# Analyzing the CIA Factbook Data Using SQL

In this project, we'll query the data from the CIA World Factbook, a dataset which provides basic information on all of the countries on Earth.

First we connect to the database.

In [7]:
%%capture
%load_ext sql
%sql sqlite:///factbook.db

'Connected: None@factbook.db'

We then look at the different tables located in the database.

In [4]:
%%sql
SELECT *
FROM sqlite_master
WHERE type='table';

Done.


type,name,tbl_name,rootpage,sql
table,sqlite_sequence,sqlite_sequence,3,"CREATE TABLE sqlite_sequence(name,seq)"
table,facts,facts,47,"CREATE TABLE ""facts"" (""id"" INTEGER PRIMARY KEY AUTOINCREMENT NOT NULL, ""code"" varchar(255) NOT NULL, ""name"" varchar(255) NOT NULL, ""area"" integer, ""area_land"" integer, ""area_water"" integer, ""population"" integer, ""population_growth"" float, ""birth_rate"" float, ""death_rate"" float, ""migration_rate"" float)"


We can see that there are two different tables, 'sqlite_sequence' and 'facts'. We can see that 'facts' is the table with the data we want to query, so we will reference this table for the rest of the project.

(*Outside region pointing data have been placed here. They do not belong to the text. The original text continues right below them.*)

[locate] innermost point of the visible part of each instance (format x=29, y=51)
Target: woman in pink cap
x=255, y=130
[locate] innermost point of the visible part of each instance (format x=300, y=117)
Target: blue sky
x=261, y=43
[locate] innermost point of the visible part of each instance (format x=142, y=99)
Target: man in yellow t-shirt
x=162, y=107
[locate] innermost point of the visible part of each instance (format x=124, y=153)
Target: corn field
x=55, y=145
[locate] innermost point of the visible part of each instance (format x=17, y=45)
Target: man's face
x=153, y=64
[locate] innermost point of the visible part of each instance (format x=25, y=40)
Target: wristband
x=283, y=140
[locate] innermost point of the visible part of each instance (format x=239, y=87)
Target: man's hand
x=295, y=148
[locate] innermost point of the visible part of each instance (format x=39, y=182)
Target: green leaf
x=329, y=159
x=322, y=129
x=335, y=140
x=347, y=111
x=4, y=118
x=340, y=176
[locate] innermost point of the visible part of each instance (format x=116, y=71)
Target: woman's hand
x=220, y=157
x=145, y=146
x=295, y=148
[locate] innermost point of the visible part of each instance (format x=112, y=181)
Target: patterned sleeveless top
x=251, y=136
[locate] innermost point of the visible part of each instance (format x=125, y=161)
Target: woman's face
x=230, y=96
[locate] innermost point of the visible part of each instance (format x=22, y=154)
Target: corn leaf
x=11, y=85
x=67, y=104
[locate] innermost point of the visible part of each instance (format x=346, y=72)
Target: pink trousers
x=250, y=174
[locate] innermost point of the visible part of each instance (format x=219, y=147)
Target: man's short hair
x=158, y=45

Let's take a quick glimpse at the 'facts' table.

In [6]:
%%sql 
SELECT *
FROM facts
LIMIT 5

Done.


id,code,name,area,area_land,area_water,population,population_growth,birth_rate,death_rate,migration_rate
1,af,Afghanistan,652230,652230,0,32564342,2.32,38.57,13.89,1.51
2,al,Albania,28748,27398,1350,3029278,0.3,12.92,6.58,3.3
3,ag,Algeria,2381741,2381741,0,39542166,1.84,23.67,4.31,0.92
4,an,Andorra,468,468,0,85580,0.12,8.13,6.96,0.0
5,ao,Angola,1246700,1246700,0,19625353,2.78,38.78,11.49,0.46


We have 11 different variables. 
* name — the name of the country.
* area — the country's total area (both land and water).
* area_land — the country's land area in square kilometers.
* area_water — the country's water area in square kilometers.
* population — the country's population.
* population_growth — the country's population growth as a percentage.
* birth_rate — the country's birth rate, or the number of births per year per 1,000 people.
* death_rate — the country's death rate, or the number of death per year per 1,000 people.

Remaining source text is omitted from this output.